I. Diagnostic considerations for ITP
1. So far, the diagnosis of ITP is still a diagnosis of exclusion. More emphasis is placed on history, physical examination, blood count (repeated several times), blood smear examination, autoantibody screening, etc.
2, If splenomegaly is found in the diagnosis of ITP other diagnoses should be considered first.
3, Peripheral blood smear microscopy can help to exclude EDTA-dependent platelet aggregation caused by pseudo-thrombocytopenia, microangiopathic hemolysis, leukemia or other malignancy-related thrombocytopenia, etc.
4. Bone marrow aspiration should still be routinely performed in patients with suspected ITP. The main purpose of this test is to exclude other diseases that cause thrombocytopenia, so that misdiagnosis can be avoided to the greatest extent possible.
5. Autoimmune series antibody tests (rheumatic series, antiphospholipid antibodies, anti-thyroid antibodies, etc.) should be done as routine screening tests in the diagnosis of ITP.
6, platelet glycoprotein (GP) is more specific and can distinguish between immune and non-immune thrombocytopenia, which helps in the diagnosis of ITP.
7.TPO level test can help to distinguish ITP from atypical remitting disease or hypoproliferative MDS.
II. Current clinical diagnostic criteria
No specific criteria.
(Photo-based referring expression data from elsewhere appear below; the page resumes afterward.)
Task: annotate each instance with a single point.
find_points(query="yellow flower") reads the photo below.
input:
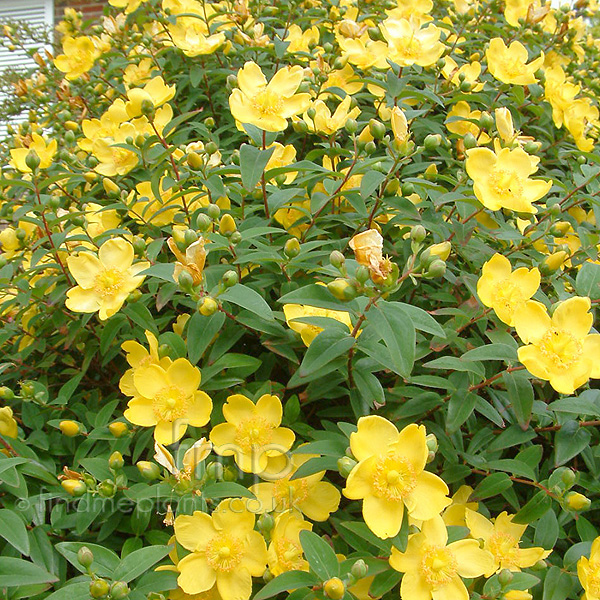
(168, 400)
(505, 290)
(588, 571)
(433, 568)
(45, 153)
(368, 250)
(252, 432)
(509, 64)
(104, 281)
(310, 495)
(137, 356)
(501, 179)
(454, 515)
(307, 331)
(501, 538)
(326, 123)
(409, 44)
(78, 58)
(194, 455)
(155, 92)
(192, 261)
(560, 349)
(268, 105)
(390, 476)
(128, 5)
(224, 549)
(8, 425)
(285, 551)
(399, 125)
It mainly relies on medical history, physical examination, blood routine and blood smear, bone marrow cytology and other comprehensive judgment.
1, manifestations of bleeding.
2, decreased platelet count on multiple examinations.
3, a small or mildly large spleen.
4, normal or increased number of megakaryocytes in the bone marrow with impaired maturation.
5, Prednisone treatment is effective or splenectomy treatment is effective.
III. Differential diagnosis of ITP
The following points need to be noted.
1. Due to the widespread use of automated blood cell counters, reports of pseudo-thrombocytopenia due to platelet aggregation caused by anticoagulants (EDTA) are gradually increasing and must be taken seriously.
2.For pregnant women, the incidence of pregnancy thrombocytopenia (benign disease) is a hundred times higher than that of ITP.
3, For pediatric patients with ITP, attention should be paid to differentiate it from congenital or hereditary thrombocytopenia and AA.
All patients with ITP should be distinguished from other autoimmune diseases and lymphoproliferative diseases, and should be carefully asked whether they have taken other drugs to understand the possibility of drug-induced thrombocytopenia (e.g., heparin, quinine, etc.).
IV. Treatment strategy for ITP
The ideal goal for the treatment of this disease is to raise platelets above 100×109/L, and the minimum goal is no bleeding manifestations. In principle, overtreatment should be avoided as much as possible.
1. Follow-up observation is recommended for those with platelets above 30×109/L.
2. For those with platelets of 30×109/L and bleeding or with treatment requirements, the following options are available.
①Dexamethasone 40mg/d×4 (newly recommended) and repeat in two weeks if necessary. If platelets are above 30×109/L, enter the follow-up observation program. Or
②Prednisone 1~1.5mg/d (traditional use), gradually reduce and maintain until discontinuation after platelets are close to normal.
3. For platelets 10×109/L, severe bleeding or risk of severe bleeding, take the acute treatment described below.
4.If hormone therapy is not sensitive and platelets are 30×109/L and there is bleeding, consider splenectomy.
5. If splenectomy is indicated but the patient refuses surgery or there is a contraindication to surgery, consider
① TPO± Danazol.
② Meroval.
③ Cyclosporine A.
④ Clinical trial of Chinese medicine.
6. If the above treatments are not effective, refer to non-conventional treatment. See Treatment of refractory ITP (to be continued).
V. Emergency management of ITP
1. Platelet suspension infusion: Repeatable according to the abundance of the condition.
2.Intravenous gammaglobulin: 0.4g/kg/d for 5 days.
3, plasma replacement: can effectively remove PAIg from the patient’s drug plasma. 3000ml per replacement, more than 3 times in a row.
4, high-dose methylprednisolone: can play a therapeutic role by inhibiting the destruction of platelets by the monocyte-macrophage system. Use 1000 mg/d×3.
The above methods can be chosen according to the patient’s specific situation.